In the 2008, the Government Accountability Office (GAO) estimated that at least $1 billion is being lost to fraudulent operations being billed to Medicare. GAO auditors wanted to understand how sham companies set up operations and were able to submit bills and receive payments from Medicare, so they set up two shell medical equipment companies with fabricated contracts. Despite the fact that the fake firms had no inventory, Medicare eventually approved them for payment.

According to the GAO report, "Schemes to defraud the Medicare program have grown more elaborate in recent years. In particular, the Department of Health and Human Services has acknowledged Centers for Medicare & Medicaid Service's (CMS) oversight of suppliers of durable medical equipment, prosthetics, orthotics, and supplies (DMEPOS) is inadequate to prevent fraud and abuse. Specifically, weaknesses in the DMEPOS enrollment and inspection process have allowed sham companies to fraudulently bill Medicare for unnecessary or nonexistent supplies."

As a Congressional watchdog, the GAO has provided several recommendations to Medicare to stem fraud in recent years. The health care system is slowly embracing them and has made progress rooting out fraud with the help of state officials and the Department of Justice.

The GAO cited one of its key suggestions in its report published in early May that, "CMS require contractors to automate prepayment controls to identify potentially improper claims for medical equipment and supplies, expand current regulations to revoke billing privileges for home health agencies with improper billing practices, designate authorized personnel to evaluate and address vulnerabilities in payment systems, and enhance payment safeguards for physicians who use advanced imaging services."

This is a tall order for Medicare and will require it to not only change its culture, but audit sales and use of medical equipment and supplies on a large scale. In the past, the system has not acted well as its own auditor, allowing unscrupulous vendors to take advantage of the lack of oversight.

To its credit, though, Medicare has been gradually improving its bidding process with home medical equipment vendors. The CMS claims it has saved some 32 percent in equipment reimbursements in eight cities (Charlotte, Cincinnati, Cleveland, Dallas, Kansas City, Miami, Orlando, and Riverside, Calif.) through a new program.

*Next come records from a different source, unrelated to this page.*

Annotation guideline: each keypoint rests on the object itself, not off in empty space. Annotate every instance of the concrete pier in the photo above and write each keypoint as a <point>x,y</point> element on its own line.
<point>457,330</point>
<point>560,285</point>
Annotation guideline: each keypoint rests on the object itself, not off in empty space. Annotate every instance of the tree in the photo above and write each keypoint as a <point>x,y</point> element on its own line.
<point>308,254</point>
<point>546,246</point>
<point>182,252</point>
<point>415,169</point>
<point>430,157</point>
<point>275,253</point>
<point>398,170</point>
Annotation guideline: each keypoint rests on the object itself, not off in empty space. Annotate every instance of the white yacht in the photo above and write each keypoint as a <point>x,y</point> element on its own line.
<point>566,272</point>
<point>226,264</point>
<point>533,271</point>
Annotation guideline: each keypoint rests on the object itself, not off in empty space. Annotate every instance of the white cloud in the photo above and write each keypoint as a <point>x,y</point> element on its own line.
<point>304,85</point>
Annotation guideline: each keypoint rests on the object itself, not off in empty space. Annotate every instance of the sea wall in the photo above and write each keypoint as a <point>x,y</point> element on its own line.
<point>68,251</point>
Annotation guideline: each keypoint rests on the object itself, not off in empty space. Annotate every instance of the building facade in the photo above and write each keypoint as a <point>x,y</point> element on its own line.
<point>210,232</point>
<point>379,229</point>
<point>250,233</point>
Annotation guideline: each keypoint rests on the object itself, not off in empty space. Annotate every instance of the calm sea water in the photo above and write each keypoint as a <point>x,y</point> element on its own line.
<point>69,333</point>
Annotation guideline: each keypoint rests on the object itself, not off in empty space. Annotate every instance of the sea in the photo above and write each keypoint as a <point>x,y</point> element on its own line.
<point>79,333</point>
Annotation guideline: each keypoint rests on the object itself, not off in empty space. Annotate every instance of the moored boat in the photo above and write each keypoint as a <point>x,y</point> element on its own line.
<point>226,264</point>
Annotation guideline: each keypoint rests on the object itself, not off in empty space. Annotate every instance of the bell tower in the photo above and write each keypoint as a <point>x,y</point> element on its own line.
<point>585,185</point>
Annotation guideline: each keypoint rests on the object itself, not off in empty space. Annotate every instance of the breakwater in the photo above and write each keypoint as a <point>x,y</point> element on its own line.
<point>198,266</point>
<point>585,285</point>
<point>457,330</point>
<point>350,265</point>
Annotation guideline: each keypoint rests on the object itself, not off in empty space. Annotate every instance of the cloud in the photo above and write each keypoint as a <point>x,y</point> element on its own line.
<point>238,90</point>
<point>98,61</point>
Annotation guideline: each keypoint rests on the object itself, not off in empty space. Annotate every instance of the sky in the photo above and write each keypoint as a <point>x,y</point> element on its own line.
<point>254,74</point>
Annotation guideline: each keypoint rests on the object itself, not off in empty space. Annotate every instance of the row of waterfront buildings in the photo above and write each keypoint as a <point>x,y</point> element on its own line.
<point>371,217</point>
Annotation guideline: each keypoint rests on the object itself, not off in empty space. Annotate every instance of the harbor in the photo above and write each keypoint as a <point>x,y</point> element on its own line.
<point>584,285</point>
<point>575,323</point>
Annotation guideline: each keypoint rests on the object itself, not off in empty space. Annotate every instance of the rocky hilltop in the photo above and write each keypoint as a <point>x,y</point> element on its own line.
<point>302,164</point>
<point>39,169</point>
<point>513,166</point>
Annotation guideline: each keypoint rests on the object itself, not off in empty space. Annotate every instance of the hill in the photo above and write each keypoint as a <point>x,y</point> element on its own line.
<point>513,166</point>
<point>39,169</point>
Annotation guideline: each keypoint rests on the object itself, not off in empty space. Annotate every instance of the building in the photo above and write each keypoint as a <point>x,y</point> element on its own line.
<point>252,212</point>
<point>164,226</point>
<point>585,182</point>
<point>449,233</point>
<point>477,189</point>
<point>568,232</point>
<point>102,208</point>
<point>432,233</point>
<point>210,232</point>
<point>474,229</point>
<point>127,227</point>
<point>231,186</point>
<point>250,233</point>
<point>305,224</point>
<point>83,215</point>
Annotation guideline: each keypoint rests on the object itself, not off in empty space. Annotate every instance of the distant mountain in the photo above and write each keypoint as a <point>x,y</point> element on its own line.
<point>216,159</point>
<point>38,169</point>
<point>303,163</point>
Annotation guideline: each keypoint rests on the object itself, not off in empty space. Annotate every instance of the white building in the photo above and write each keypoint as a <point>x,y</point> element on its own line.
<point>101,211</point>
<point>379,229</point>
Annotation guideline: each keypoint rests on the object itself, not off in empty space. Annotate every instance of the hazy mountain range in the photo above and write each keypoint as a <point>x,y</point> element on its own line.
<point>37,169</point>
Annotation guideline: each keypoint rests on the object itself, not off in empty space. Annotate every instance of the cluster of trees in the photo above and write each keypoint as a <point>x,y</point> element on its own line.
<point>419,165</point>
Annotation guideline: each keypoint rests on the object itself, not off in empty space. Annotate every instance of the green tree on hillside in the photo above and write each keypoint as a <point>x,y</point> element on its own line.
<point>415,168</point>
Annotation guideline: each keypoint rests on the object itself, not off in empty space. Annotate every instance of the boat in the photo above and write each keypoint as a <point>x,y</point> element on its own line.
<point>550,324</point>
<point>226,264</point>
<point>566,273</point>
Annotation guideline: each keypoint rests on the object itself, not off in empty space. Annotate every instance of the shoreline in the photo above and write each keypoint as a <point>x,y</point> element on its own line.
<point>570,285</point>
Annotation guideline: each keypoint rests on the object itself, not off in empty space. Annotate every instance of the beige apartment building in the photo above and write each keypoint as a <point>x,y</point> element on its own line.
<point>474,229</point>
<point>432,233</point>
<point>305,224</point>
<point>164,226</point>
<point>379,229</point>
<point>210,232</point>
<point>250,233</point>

While the home health equipment industry is highly critical of this program,  Medicare will expand it to other cities as the system becomes more efficient at policing the cost and use of equipment in homecare settings.

Reinemer's organization reported that, "Essentially, CMS has used the bidding process to cut prices to unsustainable levels, while significantly reducing the number of providers allowed to care for Medicare patients."

Look for CMS and other government auditors to become even more aggressive in rooting out fraud and overbilling as Medicare seeks ways to reduce operating costs. It's part of a long-range effort that's only getting its feet wet.